Identification and the order condition

  • There are {\color{red}k + 1 + m} unknown coefficients, but exogeneity of X’s gives only {\color{blue}k + 1} equations. We need m more.

  • l additional exogenous IVs {\color{blue}Z_{1,i}, \ldots, Z_{l,i}}, excluded from the second-stage equation, provide l moment conditions: \mathrm{Cov}\left(Z_{j,i}, U_i\right) = 0, \quad j = 1, \ldots, l.

  • Order condition: {\color{red}l \geq m}.

    • l = m: exactly identified.
    • l > m: overidentified.
    • l < m: underidentified (coefficients cannot be estimated).

First-stage equations

  • The system has m first-stage equations, one per endogenous regressor: \begin{aligned} Y_{1,i} &= \pi_{0,1} + \pi_{1,1} Z_{1,i} + \ldots + \pi_{l,1} Z_{l,i} \\ &\quad + \pi_{l+1,1} X_{1,i} + \ldots + \pi_{l+k,1} X_{k,i} + V_{1,i}, \\ &\;\;\vdots \\ Y_{m,i} &= \pi_{0,m} + \pi_{1,m} Z_{1,i} + \ldots + \pi_{l,m} Z_{l,i} \\ &\quad + \pi_{l+1,m} X_{1,i} + \ldots + \pi_{l+k,m} X_{k,i} + V_{m,i}. \end{aligned}

  • The exogenous regressors X’s appear because they can be correlated with Y’s.
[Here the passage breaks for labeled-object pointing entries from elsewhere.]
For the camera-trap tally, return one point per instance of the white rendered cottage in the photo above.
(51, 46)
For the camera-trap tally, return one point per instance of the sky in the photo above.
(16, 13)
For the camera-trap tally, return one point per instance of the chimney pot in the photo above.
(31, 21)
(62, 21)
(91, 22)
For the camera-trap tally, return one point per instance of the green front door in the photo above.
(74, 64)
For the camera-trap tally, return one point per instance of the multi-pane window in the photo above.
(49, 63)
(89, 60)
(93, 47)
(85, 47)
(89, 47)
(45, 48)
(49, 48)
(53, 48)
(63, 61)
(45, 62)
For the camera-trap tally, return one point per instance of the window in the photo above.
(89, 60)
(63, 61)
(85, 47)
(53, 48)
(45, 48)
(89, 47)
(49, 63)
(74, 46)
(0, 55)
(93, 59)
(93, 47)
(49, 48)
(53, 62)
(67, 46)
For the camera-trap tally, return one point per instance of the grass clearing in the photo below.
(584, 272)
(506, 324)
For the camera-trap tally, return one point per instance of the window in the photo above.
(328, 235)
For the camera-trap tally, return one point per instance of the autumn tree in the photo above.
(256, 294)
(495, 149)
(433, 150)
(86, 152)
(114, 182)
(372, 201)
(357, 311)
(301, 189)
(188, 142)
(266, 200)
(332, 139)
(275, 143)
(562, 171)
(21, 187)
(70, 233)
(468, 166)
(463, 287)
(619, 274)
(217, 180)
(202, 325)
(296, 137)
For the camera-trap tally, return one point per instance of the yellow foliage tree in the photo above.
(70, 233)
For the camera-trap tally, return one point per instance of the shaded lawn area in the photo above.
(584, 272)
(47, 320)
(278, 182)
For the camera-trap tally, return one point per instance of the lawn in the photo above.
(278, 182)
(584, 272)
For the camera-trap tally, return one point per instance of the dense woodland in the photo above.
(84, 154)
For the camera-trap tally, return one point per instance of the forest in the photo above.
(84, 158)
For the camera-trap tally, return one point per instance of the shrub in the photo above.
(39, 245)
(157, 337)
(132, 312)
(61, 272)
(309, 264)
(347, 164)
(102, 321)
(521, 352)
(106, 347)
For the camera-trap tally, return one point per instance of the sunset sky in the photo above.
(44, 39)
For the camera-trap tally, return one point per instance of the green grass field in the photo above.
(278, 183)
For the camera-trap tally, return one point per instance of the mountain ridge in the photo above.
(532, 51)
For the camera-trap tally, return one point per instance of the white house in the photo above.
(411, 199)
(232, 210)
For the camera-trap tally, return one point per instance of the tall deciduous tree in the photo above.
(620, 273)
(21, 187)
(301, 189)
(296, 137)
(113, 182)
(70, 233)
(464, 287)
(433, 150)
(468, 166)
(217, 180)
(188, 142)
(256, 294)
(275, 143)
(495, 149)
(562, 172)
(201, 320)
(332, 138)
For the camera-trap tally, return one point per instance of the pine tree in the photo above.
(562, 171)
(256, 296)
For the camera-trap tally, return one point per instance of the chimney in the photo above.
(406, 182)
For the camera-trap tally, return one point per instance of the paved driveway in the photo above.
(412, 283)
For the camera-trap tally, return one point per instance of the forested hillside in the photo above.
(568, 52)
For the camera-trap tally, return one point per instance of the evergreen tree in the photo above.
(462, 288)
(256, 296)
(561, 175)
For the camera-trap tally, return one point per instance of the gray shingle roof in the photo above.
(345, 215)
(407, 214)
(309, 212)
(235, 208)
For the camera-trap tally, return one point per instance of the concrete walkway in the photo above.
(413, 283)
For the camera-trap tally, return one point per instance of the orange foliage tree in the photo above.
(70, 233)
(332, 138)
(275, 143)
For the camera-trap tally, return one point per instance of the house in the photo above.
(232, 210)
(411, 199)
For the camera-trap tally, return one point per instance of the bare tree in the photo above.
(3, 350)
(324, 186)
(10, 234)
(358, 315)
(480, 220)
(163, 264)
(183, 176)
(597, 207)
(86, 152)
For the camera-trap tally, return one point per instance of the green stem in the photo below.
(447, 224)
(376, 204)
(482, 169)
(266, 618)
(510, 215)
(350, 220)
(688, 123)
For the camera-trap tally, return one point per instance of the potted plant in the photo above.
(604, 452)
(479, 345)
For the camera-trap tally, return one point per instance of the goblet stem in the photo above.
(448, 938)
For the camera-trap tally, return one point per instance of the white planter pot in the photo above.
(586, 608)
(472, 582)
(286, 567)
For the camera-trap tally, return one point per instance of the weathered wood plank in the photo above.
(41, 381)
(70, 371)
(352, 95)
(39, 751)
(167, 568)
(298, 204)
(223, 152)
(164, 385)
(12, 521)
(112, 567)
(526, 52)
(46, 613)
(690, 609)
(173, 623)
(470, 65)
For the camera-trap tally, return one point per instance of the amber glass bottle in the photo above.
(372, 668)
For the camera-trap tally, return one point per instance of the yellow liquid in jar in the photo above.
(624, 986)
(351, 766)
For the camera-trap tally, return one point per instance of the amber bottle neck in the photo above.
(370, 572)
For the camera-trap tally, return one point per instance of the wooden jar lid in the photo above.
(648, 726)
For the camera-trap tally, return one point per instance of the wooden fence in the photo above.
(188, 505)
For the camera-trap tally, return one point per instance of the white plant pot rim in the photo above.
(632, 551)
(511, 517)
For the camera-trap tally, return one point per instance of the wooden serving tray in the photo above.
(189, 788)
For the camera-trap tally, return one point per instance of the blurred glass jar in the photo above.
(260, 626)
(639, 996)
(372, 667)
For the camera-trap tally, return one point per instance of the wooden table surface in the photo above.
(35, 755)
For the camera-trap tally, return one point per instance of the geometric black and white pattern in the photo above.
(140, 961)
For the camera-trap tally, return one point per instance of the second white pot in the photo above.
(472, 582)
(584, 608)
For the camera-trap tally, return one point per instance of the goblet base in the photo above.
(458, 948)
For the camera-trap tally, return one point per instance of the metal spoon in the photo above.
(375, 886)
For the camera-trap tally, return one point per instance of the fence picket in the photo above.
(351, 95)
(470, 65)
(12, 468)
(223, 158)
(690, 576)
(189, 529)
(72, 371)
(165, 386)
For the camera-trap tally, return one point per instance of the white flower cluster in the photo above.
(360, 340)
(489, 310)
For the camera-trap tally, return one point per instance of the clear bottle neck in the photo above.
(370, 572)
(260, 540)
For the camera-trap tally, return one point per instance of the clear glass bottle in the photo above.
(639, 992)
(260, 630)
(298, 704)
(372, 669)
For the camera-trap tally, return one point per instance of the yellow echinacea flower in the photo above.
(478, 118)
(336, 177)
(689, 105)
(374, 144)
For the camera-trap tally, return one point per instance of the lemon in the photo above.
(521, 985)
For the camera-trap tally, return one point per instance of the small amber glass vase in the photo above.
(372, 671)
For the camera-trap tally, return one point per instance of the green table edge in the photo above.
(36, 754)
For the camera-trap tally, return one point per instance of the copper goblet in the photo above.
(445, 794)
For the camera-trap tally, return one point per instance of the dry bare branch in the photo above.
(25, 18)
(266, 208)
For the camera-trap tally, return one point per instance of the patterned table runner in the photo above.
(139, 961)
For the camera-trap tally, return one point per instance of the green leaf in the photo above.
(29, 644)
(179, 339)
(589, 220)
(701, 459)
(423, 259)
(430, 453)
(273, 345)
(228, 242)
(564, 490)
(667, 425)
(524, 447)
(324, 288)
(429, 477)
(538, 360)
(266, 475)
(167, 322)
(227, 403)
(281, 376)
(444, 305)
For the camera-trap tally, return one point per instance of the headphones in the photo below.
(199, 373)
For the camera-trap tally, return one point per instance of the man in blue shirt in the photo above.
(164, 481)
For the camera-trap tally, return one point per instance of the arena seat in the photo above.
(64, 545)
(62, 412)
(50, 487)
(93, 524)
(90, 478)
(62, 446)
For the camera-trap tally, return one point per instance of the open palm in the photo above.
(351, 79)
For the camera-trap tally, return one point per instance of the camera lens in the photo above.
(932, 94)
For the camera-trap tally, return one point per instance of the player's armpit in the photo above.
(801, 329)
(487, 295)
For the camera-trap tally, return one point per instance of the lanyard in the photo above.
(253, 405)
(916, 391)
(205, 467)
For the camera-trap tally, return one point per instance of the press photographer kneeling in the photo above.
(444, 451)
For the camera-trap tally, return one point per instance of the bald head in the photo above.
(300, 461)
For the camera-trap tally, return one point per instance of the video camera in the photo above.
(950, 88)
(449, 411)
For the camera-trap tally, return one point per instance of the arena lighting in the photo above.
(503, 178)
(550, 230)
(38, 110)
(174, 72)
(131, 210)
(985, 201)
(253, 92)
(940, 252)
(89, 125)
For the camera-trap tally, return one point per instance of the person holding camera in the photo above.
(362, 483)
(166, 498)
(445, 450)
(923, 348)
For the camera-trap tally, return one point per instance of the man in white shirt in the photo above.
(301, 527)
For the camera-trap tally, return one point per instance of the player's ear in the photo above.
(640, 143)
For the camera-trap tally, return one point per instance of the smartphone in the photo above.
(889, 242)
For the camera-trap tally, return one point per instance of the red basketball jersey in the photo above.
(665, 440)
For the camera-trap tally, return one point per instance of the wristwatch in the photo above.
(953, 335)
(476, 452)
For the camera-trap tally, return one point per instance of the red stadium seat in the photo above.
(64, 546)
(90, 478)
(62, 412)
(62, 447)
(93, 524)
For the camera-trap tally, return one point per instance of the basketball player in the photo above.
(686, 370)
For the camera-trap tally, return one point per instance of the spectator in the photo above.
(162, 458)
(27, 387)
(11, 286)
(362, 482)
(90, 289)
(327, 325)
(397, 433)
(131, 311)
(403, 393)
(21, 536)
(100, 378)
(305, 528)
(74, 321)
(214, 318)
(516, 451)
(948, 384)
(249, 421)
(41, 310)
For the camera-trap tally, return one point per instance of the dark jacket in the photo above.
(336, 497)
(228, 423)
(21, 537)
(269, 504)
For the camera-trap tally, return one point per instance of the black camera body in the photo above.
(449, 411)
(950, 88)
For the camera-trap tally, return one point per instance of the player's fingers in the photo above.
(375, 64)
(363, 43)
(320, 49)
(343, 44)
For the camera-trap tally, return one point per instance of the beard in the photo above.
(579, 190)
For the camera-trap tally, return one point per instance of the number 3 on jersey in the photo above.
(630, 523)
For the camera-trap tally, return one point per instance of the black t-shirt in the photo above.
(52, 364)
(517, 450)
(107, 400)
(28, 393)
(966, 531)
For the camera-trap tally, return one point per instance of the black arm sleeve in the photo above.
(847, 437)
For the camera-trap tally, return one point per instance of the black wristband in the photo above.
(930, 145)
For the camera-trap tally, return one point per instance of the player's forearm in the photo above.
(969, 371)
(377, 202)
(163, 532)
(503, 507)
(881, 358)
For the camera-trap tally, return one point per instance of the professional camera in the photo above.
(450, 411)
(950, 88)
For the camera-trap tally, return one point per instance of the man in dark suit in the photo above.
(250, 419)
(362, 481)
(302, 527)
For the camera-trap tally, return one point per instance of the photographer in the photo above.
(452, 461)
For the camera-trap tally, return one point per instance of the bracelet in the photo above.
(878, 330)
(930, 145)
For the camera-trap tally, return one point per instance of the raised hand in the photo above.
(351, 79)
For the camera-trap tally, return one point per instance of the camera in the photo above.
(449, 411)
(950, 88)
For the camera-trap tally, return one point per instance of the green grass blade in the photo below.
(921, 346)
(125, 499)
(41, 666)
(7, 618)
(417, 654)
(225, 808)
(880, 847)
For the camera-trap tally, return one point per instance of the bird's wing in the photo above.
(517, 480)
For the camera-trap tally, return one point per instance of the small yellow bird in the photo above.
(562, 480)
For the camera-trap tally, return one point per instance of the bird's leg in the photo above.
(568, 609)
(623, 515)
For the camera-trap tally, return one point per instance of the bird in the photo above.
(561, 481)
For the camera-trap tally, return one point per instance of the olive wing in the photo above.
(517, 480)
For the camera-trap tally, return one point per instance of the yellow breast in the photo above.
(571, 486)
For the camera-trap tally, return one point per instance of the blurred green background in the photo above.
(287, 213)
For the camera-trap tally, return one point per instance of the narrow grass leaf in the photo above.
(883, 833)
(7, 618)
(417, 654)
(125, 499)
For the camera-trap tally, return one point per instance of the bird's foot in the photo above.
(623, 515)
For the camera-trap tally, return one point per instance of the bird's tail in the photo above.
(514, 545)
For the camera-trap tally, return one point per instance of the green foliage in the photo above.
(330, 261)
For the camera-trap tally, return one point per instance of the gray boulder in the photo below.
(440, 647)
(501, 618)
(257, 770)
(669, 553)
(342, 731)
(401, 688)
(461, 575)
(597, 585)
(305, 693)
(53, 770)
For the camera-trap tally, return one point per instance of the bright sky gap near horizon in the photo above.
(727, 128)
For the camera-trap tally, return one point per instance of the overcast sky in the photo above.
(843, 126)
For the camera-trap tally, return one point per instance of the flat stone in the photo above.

  • The X’s and Z’s are uncorrelated with all errors U and V’s.

2SLS: the first stage

  • Estimate each first-stage equation by OLS. The fitted values are: \begin{aligned} \hat{Y}_{1,i} &= \hat{\pi}_{0,1} + \hat{\pi}_{1,1} Z_{1,i} + \ldots + \hat{\pi}_{l,1} Z_{l,i} \\ &\quad + \hat{\pi}_{l+1,1} X_{1,i} + \ldots + \hat{\pi}_{l+k,1} X_{k,i}, \\ &\;\;\vdots \\ \hat{Y}_{m,i} &= \hat{\pi}_{0,m} + \hat{\pi}_{1,m} Z_{1,i} + \ldots + \hat{\pi}_{l,m} Z_{l,i} \\ &\quad + \hat{\pi}_{l+1,m} X_{1,i} + \ldots + \hat{\pi}_{l+k,m} X_{k,i}. \end{aligned}

  • The \hat{Y}’s are functions of Z’s and X’s (all exogenous), so they are asymptotically uncorrelated with the errors.

2SLS: the second stage

  • In the second stage, regress (OLS) y on a constant, \hat{Y}’s, and X’s: \begin{aligned} y_i &= \hat{\gamma}_0^{2SLS} + \hat{\beta}_1^{2SLS} \hat{Y}_{1,i} + \ldots + \hat{\beta}_m^{2SLS} \hat{Y}_{m,i} \\ &\quad + \hat{\gamma}_1^{2SLS} X_{1,i} + \ldots + \hat{\gamma}_k^{2SLS} X_{k,i} + \hat{U}_i. \end{aligned}

  • The 2SLS estimators \hat{\beta}_1^{2SLS}, \ldots, \hat{\beta}_m^{2SLS}, \hat{\gamma}_0^{2SLS}, \ldots, \hat{\gamma}_k^{2SLS} are consistent and asymptotically normal.

  • Standard errors from naïve second-stage OLS are incorrect: they do not account for the estimation error in \hat{\pi}’s from the first stage.

  • Statistical packages report the corrected standard errors.